In a September interview with The New Republic, Tara Raghuveer, a housing organizer and head of the K.C. Tenants, said stopping one or a million evictions isn’t the end goal of current tenant organizing. “It’s a 40-year vision for a country where we actually just guarantee that everyone has a home and housing is no longer treated as a commodity, but it’s guaranteed as a public good,” Raghuveer said. “With that as the North Star to direct all of my organizing, it just makes me better equipped—and I think it makes my comrades, who are part of that campaign, better equipped—to respond to crises today, in a way that builds power for homes guaranteed tomorrow.”
The same is true in other anti-debt movements. You can’t just forgive the debt. You have to remake the system. Otherwise, you’ll find yourself playing whack-a-mole when the same cycle of debt reboots. Joe Biden has publicly floated relieving up to $10,000 in federal student loan debt while Senate Minority Leader Chuck Schumer has called for the president-elect to bump the number up to $50,000. But even if Biden’s plan was a one-time clean-slate program that wiped away all existing accrued student debt—which has risen exponentially every year for the past two decades—the plan wouldn’t do much good to prevent the same form of debt from immediately beginning to build the following year.
College tuition prices, like the debt they’re connected to, are on the rise in part because public investment in education has stalled out, especially since the last recession, which conservative state legislatures saw as an opportunity to further question the investment altogether. The same goes for medical debt: Any reform to the health care system that is not a direct and swift change away from the scam that is the insurance industry and toward a single-payer system that provides coverage to every resident will only leave further loopholes to be exploited by bad actors. And reparations—undertaken by the federal government, not localities—remain integral to addressing the disproportionate share of these debts that continue to be dumped on Black communities in America.
These options are no longer secluded at the margins. Representatives Ilhan Omar and Ayanna Pressley introduced legislation at the beginning of the pandemic to provide student loan relief and block wage garnishing, a call echoed by Senate colleagues like Elizabeth Warren. Even prior to the pandemic, Omar and Pressley, along with Alexandria Ocasio-Cortez and Rashida Tlaib, fought for a legislative package known as the People’s Housing Platform, which included a surge in federal investment in public housing, a strengthening of tenant rights, and anti-displacement measures to combat gentrification. In both the House and Senate, bills calling for the creation of a Medicare for All system are now regular mainstays. Every one of these policies was initially derided as radical or politically unrealistic, yet they are now mainstream, both because the moment demands it and because groups like the Debt Collective and People’s Action and countless others pushed elected officials to act.

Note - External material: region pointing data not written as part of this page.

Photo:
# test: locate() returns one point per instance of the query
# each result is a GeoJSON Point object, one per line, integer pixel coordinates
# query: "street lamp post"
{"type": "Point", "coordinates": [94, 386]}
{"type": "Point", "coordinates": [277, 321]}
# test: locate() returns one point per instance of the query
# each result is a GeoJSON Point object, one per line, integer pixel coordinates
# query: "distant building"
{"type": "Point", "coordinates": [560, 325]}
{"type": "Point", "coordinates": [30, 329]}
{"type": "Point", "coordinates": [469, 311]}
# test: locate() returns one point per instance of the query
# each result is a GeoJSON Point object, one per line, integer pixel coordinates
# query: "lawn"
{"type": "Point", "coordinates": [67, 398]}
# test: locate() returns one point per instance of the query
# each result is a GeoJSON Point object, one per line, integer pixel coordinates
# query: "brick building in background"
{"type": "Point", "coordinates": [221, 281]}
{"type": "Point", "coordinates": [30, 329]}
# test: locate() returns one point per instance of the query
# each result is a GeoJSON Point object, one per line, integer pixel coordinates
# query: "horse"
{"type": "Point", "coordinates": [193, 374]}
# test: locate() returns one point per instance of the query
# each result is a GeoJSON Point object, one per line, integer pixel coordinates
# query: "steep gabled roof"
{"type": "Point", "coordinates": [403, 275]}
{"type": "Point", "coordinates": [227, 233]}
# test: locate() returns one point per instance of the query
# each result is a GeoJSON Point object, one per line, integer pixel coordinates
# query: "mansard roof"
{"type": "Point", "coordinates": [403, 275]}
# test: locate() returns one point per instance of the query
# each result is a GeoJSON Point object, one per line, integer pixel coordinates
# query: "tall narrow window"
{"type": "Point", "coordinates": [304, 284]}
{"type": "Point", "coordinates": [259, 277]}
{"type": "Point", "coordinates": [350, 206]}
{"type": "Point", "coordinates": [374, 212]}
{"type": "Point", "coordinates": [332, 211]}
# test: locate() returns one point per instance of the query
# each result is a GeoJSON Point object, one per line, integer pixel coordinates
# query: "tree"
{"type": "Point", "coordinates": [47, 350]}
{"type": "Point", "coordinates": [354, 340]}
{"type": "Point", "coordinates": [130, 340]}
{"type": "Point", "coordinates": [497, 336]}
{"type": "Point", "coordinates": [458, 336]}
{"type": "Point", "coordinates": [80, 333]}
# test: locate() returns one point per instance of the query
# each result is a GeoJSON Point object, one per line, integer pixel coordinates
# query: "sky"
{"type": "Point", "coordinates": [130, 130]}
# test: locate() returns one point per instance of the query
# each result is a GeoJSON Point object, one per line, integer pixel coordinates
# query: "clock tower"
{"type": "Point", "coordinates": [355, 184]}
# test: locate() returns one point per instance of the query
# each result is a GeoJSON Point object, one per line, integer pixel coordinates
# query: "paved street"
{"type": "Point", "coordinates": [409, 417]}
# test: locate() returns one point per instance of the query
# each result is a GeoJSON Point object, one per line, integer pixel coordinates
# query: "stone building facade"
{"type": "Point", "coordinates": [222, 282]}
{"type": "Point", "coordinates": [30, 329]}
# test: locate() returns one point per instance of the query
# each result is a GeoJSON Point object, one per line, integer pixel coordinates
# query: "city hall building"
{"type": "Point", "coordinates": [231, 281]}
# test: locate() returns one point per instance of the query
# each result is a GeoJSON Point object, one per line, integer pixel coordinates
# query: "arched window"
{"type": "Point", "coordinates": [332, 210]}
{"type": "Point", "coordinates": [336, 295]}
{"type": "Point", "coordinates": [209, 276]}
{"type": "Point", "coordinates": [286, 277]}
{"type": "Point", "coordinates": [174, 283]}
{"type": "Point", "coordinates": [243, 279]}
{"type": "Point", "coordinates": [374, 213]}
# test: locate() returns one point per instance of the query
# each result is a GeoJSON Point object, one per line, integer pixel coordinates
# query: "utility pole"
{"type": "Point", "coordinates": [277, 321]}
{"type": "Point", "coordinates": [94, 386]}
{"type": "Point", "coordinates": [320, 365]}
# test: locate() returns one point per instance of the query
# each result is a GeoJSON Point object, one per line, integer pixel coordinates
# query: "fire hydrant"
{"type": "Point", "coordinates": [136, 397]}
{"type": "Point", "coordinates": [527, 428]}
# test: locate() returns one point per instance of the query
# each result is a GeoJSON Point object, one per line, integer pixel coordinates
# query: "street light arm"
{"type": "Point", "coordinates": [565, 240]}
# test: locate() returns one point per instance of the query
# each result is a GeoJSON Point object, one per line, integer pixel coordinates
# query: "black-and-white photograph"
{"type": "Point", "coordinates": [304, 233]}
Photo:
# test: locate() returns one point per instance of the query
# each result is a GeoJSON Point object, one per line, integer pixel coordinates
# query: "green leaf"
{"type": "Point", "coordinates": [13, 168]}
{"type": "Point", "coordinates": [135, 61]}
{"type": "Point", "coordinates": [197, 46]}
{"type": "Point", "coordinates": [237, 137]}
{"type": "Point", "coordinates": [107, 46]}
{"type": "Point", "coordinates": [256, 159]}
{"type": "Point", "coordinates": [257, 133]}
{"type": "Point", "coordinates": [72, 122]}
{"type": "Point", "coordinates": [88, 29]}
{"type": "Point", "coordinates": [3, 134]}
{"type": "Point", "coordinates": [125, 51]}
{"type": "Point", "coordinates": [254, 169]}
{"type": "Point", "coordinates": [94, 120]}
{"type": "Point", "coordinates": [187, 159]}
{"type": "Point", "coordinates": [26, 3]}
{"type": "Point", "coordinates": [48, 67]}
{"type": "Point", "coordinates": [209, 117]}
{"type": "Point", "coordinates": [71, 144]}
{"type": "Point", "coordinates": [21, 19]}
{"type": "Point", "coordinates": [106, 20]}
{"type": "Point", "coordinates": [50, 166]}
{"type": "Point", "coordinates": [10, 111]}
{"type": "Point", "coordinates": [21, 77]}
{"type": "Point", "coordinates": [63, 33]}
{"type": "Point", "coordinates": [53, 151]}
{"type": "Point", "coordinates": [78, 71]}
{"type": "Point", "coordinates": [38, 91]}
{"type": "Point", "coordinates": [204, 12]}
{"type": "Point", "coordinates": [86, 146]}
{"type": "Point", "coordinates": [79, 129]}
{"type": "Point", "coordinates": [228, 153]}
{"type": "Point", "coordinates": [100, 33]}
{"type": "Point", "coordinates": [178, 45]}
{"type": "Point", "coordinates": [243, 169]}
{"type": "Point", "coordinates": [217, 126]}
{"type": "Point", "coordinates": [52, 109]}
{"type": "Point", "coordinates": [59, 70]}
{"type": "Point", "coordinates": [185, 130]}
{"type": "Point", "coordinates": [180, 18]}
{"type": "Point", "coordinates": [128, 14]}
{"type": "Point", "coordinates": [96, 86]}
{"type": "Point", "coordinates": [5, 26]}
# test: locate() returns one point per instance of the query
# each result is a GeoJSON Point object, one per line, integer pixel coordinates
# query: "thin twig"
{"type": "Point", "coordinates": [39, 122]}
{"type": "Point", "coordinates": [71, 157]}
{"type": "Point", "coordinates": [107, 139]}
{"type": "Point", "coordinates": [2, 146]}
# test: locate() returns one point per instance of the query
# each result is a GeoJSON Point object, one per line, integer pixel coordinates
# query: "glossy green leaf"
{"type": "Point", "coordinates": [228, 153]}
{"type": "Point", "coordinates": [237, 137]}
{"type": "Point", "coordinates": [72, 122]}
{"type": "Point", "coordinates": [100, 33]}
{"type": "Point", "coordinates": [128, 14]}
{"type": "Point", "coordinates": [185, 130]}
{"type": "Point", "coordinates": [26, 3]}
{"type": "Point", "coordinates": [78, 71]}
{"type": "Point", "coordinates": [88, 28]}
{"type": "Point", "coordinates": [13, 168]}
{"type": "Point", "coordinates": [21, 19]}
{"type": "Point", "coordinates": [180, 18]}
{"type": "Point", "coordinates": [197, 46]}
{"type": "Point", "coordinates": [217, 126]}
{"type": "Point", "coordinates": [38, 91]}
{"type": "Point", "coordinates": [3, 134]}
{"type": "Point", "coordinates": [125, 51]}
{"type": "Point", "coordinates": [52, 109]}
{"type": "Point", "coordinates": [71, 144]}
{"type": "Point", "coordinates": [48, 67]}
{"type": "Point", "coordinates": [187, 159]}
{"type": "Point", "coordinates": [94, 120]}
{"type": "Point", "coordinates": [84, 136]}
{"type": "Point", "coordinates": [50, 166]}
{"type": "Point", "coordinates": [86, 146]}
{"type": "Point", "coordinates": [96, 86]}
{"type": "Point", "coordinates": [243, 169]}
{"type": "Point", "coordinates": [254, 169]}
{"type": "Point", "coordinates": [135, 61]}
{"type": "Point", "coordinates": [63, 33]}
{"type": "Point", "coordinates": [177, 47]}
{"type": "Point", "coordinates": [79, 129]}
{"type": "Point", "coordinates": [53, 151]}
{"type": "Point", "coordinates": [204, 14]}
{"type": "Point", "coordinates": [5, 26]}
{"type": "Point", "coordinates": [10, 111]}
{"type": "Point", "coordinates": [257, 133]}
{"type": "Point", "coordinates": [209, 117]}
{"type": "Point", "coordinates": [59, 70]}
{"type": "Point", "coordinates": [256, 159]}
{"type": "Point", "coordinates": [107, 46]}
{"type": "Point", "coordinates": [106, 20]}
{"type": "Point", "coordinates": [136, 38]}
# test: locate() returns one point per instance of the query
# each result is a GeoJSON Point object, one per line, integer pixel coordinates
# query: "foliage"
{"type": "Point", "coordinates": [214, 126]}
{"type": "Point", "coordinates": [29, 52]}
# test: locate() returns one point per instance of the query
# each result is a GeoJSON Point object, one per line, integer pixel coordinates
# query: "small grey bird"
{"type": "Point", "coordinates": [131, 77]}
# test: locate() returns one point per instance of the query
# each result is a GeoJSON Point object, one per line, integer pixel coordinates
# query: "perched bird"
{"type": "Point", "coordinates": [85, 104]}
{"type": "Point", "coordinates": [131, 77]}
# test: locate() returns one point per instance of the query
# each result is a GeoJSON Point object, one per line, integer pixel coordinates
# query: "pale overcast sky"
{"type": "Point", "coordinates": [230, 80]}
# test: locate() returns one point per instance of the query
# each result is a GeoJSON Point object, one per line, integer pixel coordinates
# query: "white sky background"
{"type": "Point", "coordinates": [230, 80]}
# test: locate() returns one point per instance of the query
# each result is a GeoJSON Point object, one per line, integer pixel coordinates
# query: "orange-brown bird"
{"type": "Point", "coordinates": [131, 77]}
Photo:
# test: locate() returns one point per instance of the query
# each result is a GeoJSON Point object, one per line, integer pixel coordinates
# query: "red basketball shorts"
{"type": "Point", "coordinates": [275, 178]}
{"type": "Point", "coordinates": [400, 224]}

The future that America deserves is not just popular; it is necessary. To believe that debt is a natural part of life—or that the combined costs of the solutions are too steep—is to fall further into the trap that Reagan helped set. As Dr. Stephanie Kelton, a professor of economics and public policy at Stony Brook University and a former economic adviser to Bernie Sanders, wrote in her recent book, The Deficit Myth, the federal government has everything it needs to address and fix the problems it helped create. The money is there. The support is there. One day, America might be there, too.